Musk's xAI may have fudged Grok 3's AI benchmark results
What's the story
Elon Musk's AI firm, xAI, has been accused by an OpenAI employee of releasing deceptive benchmark results for Grok 3.
The controversy started when xAI shared a graph on its blog, showing Grok 3's performance on AIME 2025. The test is a compilation of math problems from a recent mathematics exam.
The graph showed two versions of Grok 3, beating OpenAI's best model. However, the OpenAI employee pointed out that the graph missed a crucial performance metric for their model.
Benchmark controversy
xAI's graph under scrutiny
The missing data point was the AIME 2025 score at "cons@64" for o3-mini-high, a metric that gives a model multiple attempts to solve each problem in a benchmark.
Some experts even question the validity of AIME as an AI benchmark. However, it is often used to assess a model's mathematical capabilities.
Metric omission
Omission of 'cons@64' could distort comparison
The term "cons@64" refers to "consensus@64," a metric that allows an AI model 64 tries to solve each problem in a benchmark.
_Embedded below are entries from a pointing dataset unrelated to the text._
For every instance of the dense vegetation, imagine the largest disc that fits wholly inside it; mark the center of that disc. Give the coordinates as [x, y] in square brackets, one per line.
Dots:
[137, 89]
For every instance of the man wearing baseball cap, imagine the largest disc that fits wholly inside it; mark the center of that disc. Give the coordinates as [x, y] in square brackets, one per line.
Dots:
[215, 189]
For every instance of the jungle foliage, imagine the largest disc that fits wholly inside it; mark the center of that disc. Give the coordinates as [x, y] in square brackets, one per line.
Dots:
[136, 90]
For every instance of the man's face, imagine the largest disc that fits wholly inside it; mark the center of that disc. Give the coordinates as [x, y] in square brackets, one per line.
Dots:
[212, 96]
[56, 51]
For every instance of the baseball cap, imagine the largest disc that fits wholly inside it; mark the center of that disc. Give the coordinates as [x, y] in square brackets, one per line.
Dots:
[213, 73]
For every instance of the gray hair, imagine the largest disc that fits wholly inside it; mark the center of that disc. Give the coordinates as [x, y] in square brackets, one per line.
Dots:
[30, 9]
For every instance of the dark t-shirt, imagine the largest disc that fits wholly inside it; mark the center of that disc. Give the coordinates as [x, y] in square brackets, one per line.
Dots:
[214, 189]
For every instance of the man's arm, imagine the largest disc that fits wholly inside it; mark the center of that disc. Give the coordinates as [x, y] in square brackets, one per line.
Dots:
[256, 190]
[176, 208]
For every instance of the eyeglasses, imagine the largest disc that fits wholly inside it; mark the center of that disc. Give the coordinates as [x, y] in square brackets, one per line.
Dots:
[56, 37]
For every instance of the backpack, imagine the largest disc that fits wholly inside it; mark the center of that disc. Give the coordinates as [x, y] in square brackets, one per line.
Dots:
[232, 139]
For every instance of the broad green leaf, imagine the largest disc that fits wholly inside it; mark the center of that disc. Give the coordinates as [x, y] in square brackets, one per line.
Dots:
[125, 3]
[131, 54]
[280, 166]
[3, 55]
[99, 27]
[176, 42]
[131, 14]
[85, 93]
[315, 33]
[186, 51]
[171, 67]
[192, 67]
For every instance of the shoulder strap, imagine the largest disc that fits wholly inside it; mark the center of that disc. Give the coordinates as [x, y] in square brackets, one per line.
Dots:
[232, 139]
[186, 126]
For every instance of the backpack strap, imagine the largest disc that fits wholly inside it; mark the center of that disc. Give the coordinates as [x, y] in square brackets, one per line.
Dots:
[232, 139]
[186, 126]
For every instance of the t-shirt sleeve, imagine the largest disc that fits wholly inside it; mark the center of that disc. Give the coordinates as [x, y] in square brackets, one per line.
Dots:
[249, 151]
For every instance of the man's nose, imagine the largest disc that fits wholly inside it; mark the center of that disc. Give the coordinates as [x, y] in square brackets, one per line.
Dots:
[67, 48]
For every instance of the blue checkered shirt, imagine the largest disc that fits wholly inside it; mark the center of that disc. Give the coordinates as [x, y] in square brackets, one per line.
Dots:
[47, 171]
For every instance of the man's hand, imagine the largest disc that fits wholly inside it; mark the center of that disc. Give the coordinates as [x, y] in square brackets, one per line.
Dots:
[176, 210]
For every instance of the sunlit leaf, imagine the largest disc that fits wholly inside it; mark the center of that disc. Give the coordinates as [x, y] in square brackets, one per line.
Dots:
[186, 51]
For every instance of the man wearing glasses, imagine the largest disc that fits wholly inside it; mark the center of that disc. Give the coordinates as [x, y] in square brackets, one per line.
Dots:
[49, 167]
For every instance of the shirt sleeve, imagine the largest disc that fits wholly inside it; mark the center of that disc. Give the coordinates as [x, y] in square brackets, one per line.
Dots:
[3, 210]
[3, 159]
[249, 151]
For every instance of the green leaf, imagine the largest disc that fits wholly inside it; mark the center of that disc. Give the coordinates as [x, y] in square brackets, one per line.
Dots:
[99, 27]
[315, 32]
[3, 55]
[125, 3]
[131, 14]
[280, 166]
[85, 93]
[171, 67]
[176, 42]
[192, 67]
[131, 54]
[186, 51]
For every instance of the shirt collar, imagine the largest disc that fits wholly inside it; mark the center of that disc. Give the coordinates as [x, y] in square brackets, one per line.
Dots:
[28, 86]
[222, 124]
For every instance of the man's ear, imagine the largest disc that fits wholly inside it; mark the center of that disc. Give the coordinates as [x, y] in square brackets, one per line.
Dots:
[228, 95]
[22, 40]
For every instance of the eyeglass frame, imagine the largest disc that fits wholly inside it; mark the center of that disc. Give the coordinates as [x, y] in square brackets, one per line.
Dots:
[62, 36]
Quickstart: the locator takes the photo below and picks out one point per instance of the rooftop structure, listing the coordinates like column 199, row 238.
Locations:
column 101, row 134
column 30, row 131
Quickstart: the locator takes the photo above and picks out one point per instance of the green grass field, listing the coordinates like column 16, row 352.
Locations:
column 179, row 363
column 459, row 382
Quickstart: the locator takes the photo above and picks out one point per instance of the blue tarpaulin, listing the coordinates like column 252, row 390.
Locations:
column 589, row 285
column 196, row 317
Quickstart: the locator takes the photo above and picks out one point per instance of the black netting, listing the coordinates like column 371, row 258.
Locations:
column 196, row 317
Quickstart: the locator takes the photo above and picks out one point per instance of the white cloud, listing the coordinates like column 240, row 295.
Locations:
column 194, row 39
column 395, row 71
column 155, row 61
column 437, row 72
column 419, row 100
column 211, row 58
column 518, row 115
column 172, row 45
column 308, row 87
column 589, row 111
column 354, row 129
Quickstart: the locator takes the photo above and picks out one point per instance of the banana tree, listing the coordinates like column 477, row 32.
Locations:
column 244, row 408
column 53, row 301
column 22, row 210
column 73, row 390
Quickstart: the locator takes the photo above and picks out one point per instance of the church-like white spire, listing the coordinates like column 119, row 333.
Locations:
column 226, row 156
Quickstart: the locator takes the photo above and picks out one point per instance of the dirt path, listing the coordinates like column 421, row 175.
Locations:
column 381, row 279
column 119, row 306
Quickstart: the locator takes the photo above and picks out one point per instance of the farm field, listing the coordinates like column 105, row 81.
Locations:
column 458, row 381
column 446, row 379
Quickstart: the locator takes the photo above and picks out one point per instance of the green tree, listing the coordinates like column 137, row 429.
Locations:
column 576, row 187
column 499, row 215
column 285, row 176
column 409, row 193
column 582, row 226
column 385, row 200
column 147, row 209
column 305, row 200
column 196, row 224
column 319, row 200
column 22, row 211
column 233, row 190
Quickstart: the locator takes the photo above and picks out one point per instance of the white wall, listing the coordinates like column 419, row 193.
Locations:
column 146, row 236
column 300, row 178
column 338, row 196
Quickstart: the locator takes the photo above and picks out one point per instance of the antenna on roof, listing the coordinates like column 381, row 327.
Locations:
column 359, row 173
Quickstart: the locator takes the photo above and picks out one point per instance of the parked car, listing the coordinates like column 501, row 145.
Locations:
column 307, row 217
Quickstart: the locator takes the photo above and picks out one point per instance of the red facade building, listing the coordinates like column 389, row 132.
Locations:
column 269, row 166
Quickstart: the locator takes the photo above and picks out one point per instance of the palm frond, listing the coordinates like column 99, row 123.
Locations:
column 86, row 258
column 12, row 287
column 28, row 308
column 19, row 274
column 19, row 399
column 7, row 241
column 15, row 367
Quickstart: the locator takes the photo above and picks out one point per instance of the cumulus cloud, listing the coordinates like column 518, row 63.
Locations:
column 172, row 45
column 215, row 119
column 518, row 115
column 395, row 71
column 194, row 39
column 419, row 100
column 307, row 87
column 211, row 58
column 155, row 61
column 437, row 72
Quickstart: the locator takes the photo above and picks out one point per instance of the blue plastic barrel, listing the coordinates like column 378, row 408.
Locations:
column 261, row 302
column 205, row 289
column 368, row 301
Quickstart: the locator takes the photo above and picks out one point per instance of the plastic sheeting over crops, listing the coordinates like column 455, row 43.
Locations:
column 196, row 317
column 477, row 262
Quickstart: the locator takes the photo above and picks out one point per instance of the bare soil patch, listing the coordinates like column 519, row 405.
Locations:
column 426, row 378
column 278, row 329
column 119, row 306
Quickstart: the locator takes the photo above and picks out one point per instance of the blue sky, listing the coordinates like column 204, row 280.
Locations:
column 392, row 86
The most commonly generated responses are then considered the final ones.
This metric can greatly improve models' benchmark scores and leaving it out of a graph could easily mislead people to believe in one model's superiority over another.
Performance
Grok 3 models trail behind OpenAI's in certain metrics
When assessed at "@1" — the first score the models got on the benchmark — both Grok 3 Reasoning Beta and Grok 3 mini Reasoning performed worse than o3-mini-high.
Grok 3 Reasoning Beta also trailed OpenAI's o1 model at "medium" computing by a small margin.
Nevertheless, xAI still touts Grok 3 as the "world's smartest AI."
Defense stance
Defending company amid AI benchmark controversy
In response to the accusations, xAI's Igor Babushkin defended his company's actions.
He argued that OpenAI has previously released similarly misleading benchmark charts, albeit only comparing the performance of its own models.
He said this in an attempt to justify xAI's omission of certain data points in their graph showcasing Grok 3's performance against OpenAI's models.